Tags are created using deeplake.Dataset.tag.
open_async
¶
Asynchronously fetches the dataset corresponding to the tag and returns a Future object.
# Create tag
ds.tag("v1.0")
# Access tagged version
tag = ds.tags["v1.0"]
print(f"Tag: {tag.name}")
print(f"Version: {tag.version}")
# Open dataset at tag
tagged_ds = tag.open()
# Delete tag
tag.delete()
# Rename tag
tag.rename("v1.0.0")
Tags¶
deeplake.Tags
¶
# Create tag
ds.tag("v1.0") # Tag current version
specific_version = ds.version
ds.tag("v2.0", version=specific_version) # Tag specific version
# List all tags
for name in ds.tags.names():
tag = ds.tags[name]
print(f"Tag {tag.name} points to version {tag.version}")
# Check number of tags
num_tags = len(ds.tags)
# Access specific tag
tag = ds.tags["v1.0"]
# Common operations with tags
latest_ds = ds.tags["v2.0"].open() # Open dataset at tag
stable_ds = ds.tags["v1.0"].open_async() # Async open
# Error handling
try:
tag = ds.tags["non_existent"]
except deeplake.TagNotFoundError:
print("Tag not found")
TagView¶
deeplake.TagView
¶
Describes a read-only tag within the dataset.

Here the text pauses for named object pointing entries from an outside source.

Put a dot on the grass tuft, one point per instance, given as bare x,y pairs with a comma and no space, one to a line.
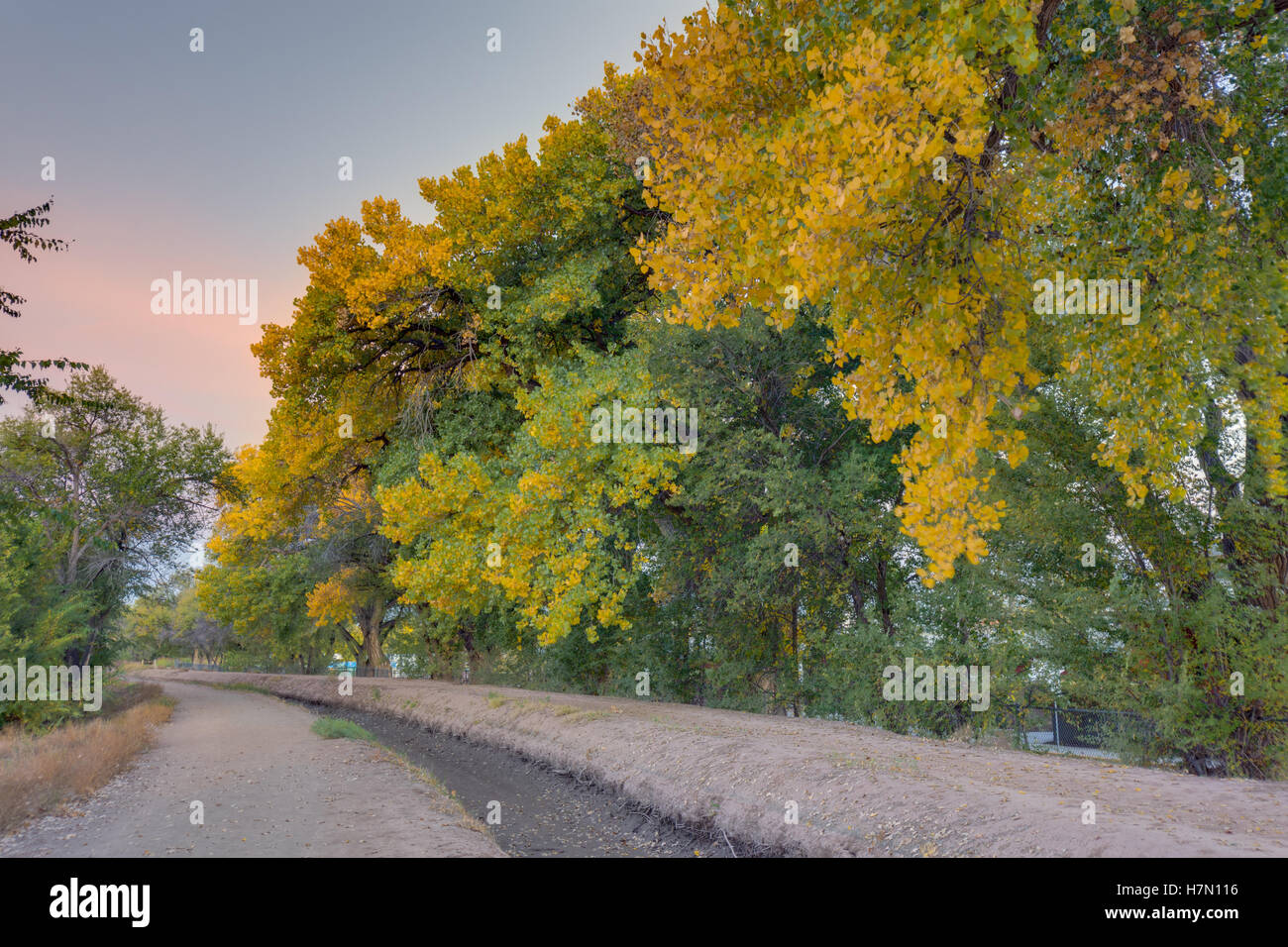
333,728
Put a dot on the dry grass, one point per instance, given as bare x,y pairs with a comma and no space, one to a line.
40,772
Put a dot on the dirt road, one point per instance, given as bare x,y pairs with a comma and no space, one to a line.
268,787
824,788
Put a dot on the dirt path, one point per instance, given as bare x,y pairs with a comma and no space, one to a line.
545,812
268,787
828,789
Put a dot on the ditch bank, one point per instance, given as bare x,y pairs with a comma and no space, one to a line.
819,788
544,810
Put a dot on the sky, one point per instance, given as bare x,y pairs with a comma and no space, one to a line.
220,163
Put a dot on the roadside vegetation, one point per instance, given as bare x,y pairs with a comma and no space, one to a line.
47,768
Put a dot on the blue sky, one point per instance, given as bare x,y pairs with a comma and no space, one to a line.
220,163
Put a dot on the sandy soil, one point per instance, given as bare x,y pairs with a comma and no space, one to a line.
269,788
858,789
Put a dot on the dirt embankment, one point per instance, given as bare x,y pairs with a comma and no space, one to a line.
854,789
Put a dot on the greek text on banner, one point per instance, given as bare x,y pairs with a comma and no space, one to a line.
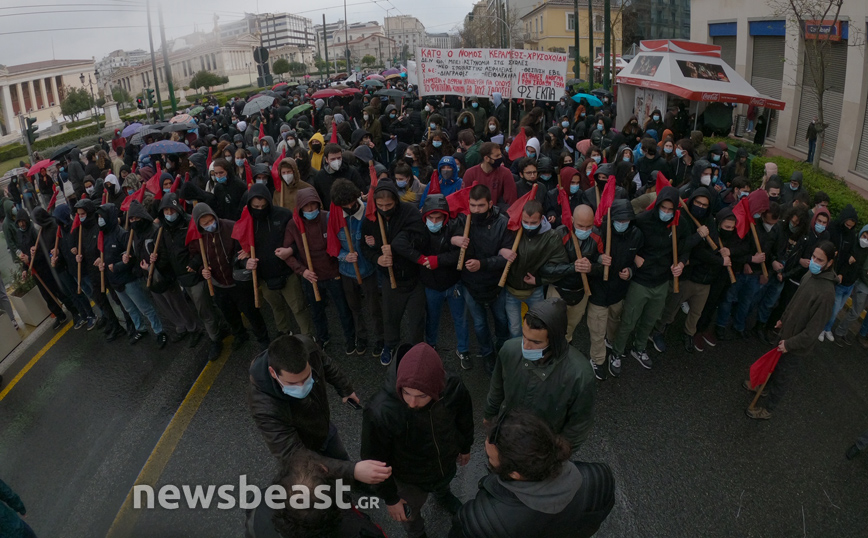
516,73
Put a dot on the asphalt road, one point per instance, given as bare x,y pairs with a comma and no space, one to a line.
80,426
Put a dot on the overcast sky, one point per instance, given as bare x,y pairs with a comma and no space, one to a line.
34,32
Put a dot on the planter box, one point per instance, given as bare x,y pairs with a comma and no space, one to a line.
9,337
31,307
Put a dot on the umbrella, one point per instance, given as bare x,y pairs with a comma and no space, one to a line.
257,104
62,150
164,147
131,129
592,99
41,165
181,118
325,94
298,110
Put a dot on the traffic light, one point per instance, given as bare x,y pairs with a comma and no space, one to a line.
30,130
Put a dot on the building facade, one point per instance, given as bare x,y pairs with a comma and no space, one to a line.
36,89
768,51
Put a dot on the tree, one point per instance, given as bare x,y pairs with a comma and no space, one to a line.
280,66
207,80
76,101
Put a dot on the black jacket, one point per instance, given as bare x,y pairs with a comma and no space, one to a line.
420,445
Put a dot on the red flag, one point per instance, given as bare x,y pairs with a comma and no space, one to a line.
459,202
765,365
606,200
517,147
517,207
335,225
138,196
192,232
243,230
371,208
275,171
743,218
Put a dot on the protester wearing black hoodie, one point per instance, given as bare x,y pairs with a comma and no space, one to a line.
420,424
404,235
651,280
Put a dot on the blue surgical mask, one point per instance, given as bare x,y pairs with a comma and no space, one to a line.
299,391
433,227
531,354
583,234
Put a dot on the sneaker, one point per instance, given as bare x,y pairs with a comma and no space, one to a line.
709,338
642,357
386,356
688,343
659,341
758,413
615,364
464,360
599,371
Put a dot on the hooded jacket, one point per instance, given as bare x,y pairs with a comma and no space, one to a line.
559,388
290,424
421,445
404,232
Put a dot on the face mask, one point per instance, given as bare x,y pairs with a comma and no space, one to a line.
531,354
299,392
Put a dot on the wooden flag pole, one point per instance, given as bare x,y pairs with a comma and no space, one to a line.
205,264
156,247
316,294
759,247
352,251
463,252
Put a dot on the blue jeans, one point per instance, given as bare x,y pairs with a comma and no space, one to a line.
137,303
741,293
513,309
842,293
434,301
767,297
480,321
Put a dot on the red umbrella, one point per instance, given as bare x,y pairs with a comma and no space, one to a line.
325,94
41,165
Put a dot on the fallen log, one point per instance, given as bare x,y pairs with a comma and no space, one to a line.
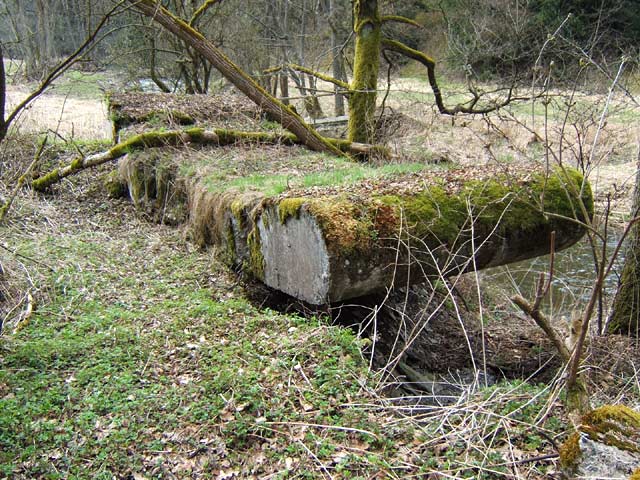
191,136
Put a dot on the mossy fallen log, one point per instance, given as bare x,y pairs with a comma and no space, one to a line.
191,136
322,250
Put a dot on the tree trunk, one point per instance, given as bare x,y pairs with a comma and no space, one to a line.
3,97
243,82
367,26
337,62
625,316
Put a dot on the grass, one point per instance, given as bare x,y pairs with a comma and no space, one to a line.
145,359
336,172
119,368
80,84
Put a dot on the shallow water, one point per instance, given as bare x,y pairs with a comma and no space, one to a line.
573,280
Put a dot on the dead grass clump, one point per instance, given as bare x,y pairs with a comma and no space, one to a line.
71,118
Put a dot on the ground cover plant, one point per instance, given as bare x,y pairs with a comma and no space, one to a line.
127,352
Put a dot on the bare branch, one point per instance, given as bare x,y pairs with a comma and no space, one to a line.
23,178
429,63
62,67
201,11
543,322
400,19
193,135
308,71
239,78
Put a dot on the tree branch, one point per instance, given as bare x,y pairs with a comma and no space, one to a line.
201,11
216,136
59,69
240,79
308,71
429,63
400,19
23,178
543,322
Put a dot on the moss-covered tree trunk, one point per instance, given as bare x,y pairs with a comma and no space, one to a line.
625,316
367,26
3,97
240,79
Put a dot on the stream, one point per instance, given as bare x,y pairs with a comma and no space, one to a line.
574,276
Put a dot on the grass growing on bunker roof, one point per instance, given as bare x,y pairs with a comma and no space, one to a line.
306,171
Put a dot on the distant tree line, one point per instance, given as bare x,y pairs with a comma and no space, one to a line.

Tags are created using deeplake.Dataset.tag.
open_async
¶
Asynchronously fetches the dataset corresponding to the tag and returns a Future object.
# Open read-only dataset
ds = deeplake.open_read_only("s3://bucket/dataset")
# Access tag view
tag_view = ds.tags["v1.0"]
print(f"Tag: {tag_view.name}")
print(f"Version: {tag_view.version}")
# Open dataset at tag
tagged_ds = tag_view.open()
TagsView¶
deeplake.TagsView
¶
Provides access to the tags within a dataset.
It is returned by the [deeplake.Dataset.tags][] property on a deeplake.ReadOnlyDataset.